Impact of pancreatic proenzymes on pancreatic ductal adenocarcinoma associated fibroblasts.

The tumor microenvironment (TME) plays a pivotal role in tumor initiation, progression, and the formation of pre-metastatic niches. Pancreatic ductal adenocarcinoma (PDAC) is characterized by a dense fibrotic stroma containing a significant enriched population of cancer-associated fibroblasts (CAFs). The interplay between CAFs and tumor cells is crucial in driving tumor advancement and metastasis, underscoring the potential benefits of novel therapeutic strategies targeting stromal cells to improve patient survival. Pancreatic (pro)enzymes have shown efficacy in cancer treatment. In this study, we evaluated a formulation of Trypsinogen and Chymotrypsinogen A (PRP) on a model of PDAC-CAFs dynamics.
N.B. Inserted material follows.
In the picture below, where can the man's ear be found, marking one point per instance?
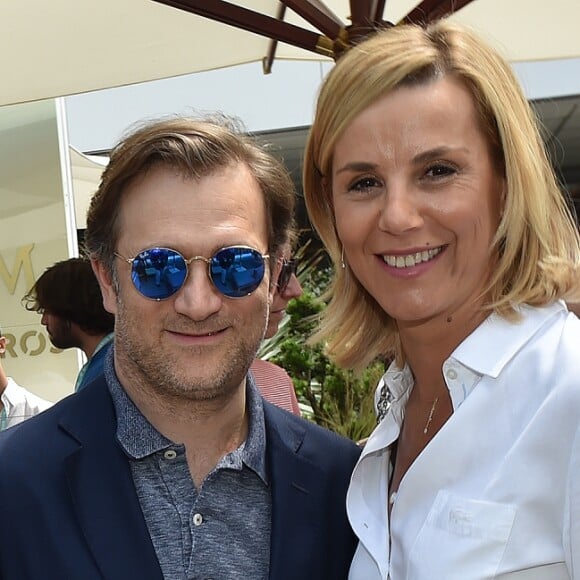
(106, 284)
(274, 281)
Our findings demonstrated PRP multifaceted effects, including: (i) inhibition of the acquisition of a pro-tumoral phenotype by normal fibroblasts; (ii) enhanced expression of E-cadherin and decreased expression of epithelial-mesenchymal transition (EMT)-associated genes; (iii) blockade of the crosstalk between CAFs and cancer cells, leading to a decrease in the proliferation and migration rate of the pancreatic cancer cells; (iv) modulation of CAFs-induced alteration on endothelial cells; (v) induction of Meflin expression, associated with a less pro-tumoral phenotype; (vi) inhibition of the TGF-β pathway, reducing the activation of Smad2/3 proteins involved in fibroblast phenotypic alteration; (vii) selective induction of apoptosis in CAFs by PRP, as evidenced by increased expression of the BAX biomarker; (viii) impaired fibrotic tissue formation, as tested in an in vivo model of PDAC, by reducing the population of CAFs within the TME. Collectively, these results underscore the potential of PRP as a therapeutic candidate for disrupting the intricate interactions within the PDAC TME. Further research and clinical investigations are necessary to validate the translational potential of PRP as an adjunct therapy for PDAC.